All of my binders are stored standing vertically on bookshelves in cool, dark locations. You can usually get 200 documents in sheet protectors in a 3” binder, but that number will change depending on document thickness associated with folded or non-standard sizes, etc.
When I started my numbering system, I opted to use a four-digit number thinking that I’d never obtain more than 9999 Birth Certificates. Now that I’m approaching that number, I wish that I’d started using a five-digit number.
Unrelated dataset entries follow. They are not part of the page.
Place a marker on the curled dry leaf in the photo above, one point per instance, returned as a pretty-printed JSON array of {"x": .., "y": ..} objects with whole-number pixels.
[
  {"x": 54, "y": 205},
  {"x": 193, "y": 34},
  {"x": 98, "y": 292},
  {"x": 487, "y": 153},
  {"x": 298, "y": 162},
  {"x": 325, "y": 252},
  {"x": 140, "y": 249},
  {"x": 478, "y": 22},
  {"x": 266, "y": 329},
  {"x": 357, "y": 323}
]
Each category in my filing system uses a four-digit number field. I keep a full report from Clooz in the front of each of my binders as a quick hardcopy reference. I don’t worry about updating the reports in the binders with lower document numbers because they don’t change over time. The numbering system simply adds new numbers to the list, thus I only print new reports when the binder contains new documents since the last report.
Because the system works so well, I use it for almost every source document except a few ‘odd-ball’ items like a drivers license, military insignia, etc., but I could easily create a category for them in Clooz and number them similarly if needed.
Categories in my Clooz database include:
- Several others for less populated groups.
A side benefit from this effort is the involvement of our grandchildren the documents and storage process. I save the original documents in sheet protectors with a post-it-note on the front listing the number that should be assigned to it in the Clooz database.
Some of them are old enough to enter data into Clooz and take on that task. Others are too young but enjoy creating the labels and attaching them to the sheet protectors.
Their over-night stays almost always include an hour or so helping grandpa with the family records. The activity provides a chance for us to talk about our ancestral families and for me to teach them a little more about doing genealogical research.
Everyone wins. We get time together and hopefully, the “genealogy bug” will infect them sufficiently that they will assume our ancestral quest when I’m no longer on the scene. Additionally, they all know how to take care of their own records and those of their future families. Good stuff all the way around.